Alaska Salmon is nutritious and delicious. To ensure a great meal, you need the right equipment for catching and harvesting your fish.

Angler Stewardship

Proper fishing practices help preserve Alaska's abundant salmon resources and fishing opportunities.

  • Keep only fish that you will use. Release the rest unharmed.
  • Keep injured fish unless prohibited by size or bag limit regulations.
  • Follow fishing regulations and help protect salmon habitat.


Extended fighting adversely affects the quality of fish you harvest and survival rates of fish you release.

  • Keep your fish in the water until you know it's a "keeper."
  • Avoid bruising—don't let fish flop about.
  • Use a soft or knotless mesh landing net.

Removing Hooks

  • Use needle-nose pliers to back the hook out.
  • Remove hooks quickly and gently with your fish in the water.
  • When hooked deeply, cut the line and leave the hook in the fish.

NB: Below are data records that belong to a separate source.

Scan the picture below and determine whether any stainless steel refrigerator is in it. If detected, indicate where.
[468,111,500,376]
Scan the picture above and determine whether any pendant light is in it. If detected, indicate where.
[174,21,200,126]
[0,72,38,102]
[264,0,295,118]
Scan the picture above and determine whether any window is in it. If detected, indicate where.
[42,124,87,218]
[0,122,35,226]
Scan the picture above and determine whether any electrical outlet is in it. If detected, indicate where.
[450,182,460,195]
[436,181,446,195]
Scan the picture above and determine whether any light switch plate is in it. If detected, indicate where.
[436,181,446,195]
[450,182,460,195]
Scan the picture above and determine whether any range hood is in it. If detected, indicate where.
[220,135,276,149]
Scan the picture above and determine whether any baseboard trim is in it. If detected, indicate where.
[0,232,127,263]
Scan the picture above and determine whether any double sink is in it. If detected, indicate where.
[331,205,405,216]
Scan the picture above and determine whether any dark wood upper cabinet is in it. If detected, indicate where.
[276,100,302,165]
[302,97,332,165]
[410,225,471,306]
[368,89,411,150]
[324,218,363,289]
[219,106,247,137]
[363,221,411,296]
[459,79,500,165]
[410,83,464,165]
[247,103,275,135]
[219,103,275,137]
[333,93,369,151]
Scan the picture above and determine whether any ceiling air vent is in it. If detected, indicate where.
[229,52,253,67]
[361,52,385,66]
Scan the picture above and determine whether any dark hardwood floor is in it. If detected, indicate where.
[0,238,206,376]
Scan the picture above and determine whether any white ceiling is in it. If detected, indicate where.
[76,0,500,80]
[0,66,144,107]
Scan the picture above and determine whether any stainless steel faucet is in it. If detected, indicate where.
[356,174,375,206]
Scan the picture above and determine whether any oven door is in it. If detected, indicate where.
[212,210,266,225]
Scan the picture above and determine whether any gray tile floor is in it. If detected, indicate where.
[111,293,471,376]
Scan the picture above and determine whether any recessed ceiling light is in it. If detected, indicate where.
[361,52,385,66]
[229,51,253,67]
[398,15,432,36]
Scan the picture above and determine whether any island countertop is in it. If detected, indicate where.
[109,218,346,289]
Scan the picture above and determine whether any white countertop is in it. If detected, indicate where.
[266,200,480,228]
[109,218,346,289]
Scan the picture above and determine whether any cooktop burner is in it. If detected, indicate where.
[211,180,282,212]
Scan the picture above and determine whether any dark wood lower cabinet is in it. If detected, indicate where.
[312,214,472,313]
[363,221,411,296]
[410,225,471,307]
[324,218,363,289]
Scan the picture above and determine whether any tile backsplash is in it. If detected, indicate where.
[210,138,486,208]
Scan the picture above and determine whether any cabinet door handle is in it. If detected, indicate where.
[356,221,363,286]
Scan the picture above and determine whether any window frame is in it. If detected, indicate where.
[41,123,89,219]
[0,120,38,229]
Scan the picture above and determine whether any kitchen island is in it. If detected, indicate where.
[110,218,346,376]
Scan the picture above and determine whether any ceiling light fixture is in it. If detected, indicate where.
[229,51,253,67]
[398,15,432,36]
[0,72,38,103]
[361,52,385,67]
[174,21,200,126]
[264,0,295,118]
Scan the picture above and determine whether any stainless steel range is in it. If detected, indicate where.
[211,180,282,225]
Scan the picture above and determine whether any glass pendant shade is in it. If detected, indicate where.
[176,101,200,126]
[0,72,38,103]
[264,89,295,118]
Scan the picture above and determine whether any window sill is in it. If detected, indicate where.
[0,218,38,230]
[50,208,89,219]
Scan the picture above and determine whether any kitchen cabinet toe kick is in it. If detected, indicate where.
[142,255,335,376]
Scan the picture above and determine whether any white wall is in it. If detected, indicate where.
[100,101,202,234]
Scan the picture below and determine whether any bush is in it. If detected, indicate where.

  • Keep fish in the water as much as possible.
  • Handle fish with wet hands.
  • Cradle large fish gently with both hands.
  • Keep your fingers out of the gills and eyes.
  • Never squeeze your fish.


  • Quickly stun your catch with a sharp blow to the back of the head.
  • Don't kick or toss your fish. This will bruise the flesh.
  • Bleed your catch immediately—cut through the gill arch, allowing blood to pump out.
  • Gut fish right after bleeding and remove the kidney "blood line" with your thumb or a spoon.
  • Keep fish cool until cooking or processing.